The present work is associated with dietary reconstruction using δ13C and δ15N analysis of humans from the site of Sidon, a Middle Bronze Age (2000BC-1550BC) settlement in Lebanon. The main objective of this research is to focus on collagen extraction of 23 individual bones, discovered in a cemetery, College site (season 2001-2002) in ancient Sidon. Collagen could only be extracted from the 8 adults and 11 sub adults and one faunal sample excavated during the 2001-2002 seasons. Carbon and nitrogen stable isotopes, which are two important tools in palaeodietary analysis, can tell us about the protein sources of the diet. δ13C values shows the proportion of terrestrial against marine protein in the diet and what sort of photosynthetic pathways, including C3, C4, or CAM, were consumed in populations during their lifetime, while δ15N values reveal the proportion of animal against plant protein and also provide an indication of the age of weaning. In this study according to the carbon isotope values, the results show that these individuals were consuming terrestrial food stuffs, typically C3 plants, including cereals such as wheat, barley, rice, as well as lentils and milk products.
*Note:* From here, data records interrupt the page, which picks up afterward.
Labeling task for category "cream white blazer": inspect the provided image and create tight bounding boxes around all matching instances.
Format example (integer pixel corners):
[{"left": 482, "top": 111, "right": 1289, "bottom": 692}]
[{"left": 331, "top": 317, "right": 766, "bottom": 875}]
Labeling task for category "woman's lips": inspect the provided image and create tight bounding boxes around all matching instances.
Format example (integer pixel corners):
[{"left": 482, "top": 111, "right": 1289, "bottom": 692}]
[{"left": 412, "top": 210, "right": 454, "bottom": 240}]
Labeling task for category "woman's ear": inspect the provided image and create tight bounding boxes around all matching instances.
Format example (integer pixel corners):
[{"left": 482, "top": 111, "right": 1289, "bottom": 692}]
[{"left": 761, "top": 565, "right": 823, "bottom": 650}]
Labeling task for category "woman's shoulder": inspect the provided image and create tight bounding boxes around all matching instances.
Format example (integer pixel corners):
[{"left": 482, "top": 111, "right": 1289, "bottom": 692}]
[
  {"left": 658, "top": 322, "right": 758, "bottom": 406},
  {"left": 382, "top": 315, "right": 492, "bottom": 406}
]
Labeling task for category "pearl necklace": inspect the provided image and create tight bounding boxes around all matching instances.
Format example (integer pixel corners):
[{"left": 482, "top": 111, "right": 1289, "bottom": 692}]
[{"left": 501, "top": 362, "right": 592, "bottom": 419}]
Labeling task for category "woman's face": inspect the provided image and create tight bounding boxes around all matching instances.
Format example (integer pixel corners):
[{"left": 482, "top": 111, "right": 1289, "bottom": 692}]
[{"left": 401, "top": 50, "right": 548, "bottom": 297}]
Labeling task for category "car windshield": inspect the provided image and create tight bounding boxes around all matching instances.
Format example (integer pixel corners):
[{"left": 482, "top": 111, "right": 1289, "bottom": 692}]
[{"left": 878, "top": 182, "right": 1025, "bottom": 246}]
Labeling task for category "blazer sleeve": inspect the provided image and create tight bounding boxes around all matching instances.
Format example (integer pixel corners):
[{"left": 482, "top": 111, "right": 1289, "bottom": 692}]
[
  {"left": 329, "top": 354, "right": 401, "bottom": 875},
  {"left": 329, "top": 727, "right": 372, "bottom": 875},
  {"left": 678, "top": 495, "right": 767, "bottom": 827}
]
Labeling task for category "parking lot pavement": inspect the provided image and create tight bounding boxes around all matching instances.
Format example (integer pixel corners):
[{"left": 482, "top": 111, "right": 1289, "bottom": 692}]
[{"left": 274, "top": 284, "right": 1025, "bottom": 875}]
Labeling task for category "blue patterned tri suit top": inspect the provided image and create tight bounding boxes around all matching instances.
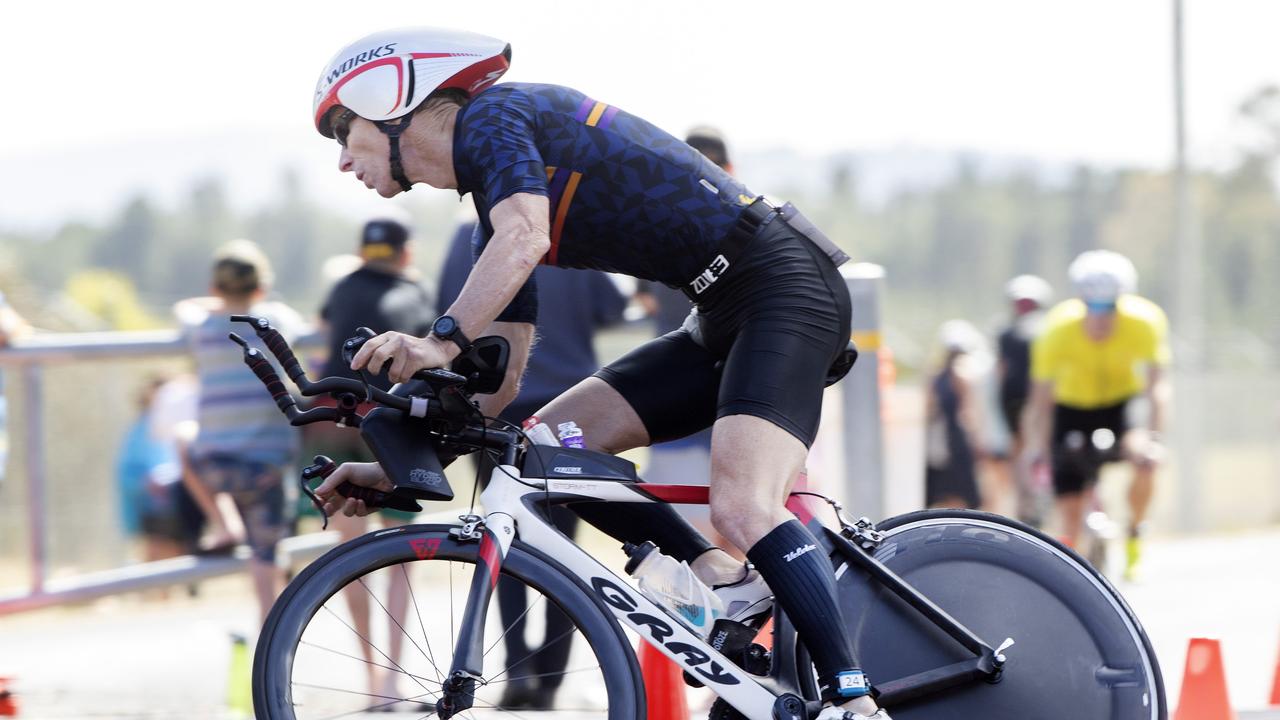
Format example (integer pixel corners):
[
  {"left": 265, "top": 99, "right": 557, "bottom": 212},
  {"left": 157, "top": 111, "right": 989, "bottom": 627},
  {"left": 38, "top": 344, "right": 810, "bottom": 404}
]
[{"left": 453, "top": 82, "right": 755, "bottom": 322}]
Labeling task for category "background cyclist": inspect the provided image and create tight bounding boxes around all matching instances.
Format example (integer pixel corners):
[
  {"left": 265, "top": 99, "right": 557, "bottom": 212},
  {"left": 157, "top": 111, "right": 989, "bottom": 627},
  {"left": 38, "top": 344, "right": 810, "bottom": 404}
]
[
  {"left": 1023, "top": 250, "right": 1170, "bottom": 578},
  {"left": 989, "top": 275, "right": 1053, "bottom": 527},
  {"left": 305, "top": 218, "right": 434, "bottom": 710},
  {"left": 314, "top": 29, "right": 887, "bottom": 720}
]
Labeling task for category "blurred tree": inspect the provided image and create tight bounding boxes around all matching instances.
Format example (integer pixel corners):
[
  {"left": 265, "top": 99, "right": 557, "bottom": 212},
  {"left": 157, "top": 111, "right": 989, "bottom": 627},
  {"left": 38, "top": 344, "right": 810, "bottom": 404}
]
[{"left": 67, "top": 270, "right": 166, "bottom": 331}]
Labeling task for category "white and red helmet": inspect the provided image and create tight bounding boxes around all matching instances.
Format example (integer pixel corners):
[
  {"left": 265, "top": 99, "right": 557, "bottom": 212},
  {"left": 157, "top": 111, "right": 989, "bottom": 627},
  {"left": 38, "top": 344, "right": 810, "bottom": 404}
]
[{"left": 311, "top": 27, "right": 511, "bottom": 137}]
The nitrogen isotopes indicate that protein originated from a mixture of terrestrial plant and animal food. The animals probably were herbivores such as sheep and goats, which consumed C3 plants. Also, the nitrogen values estimated age of weaning in infants in this population. Infants were breast-fed and their weaning may have been occurred between the ages of 18 months and 3-4 years. The most surprising results of both isotopes are that no trace of C4 plants or marine products was seen, while the site is situated along the Mediterranean Sea.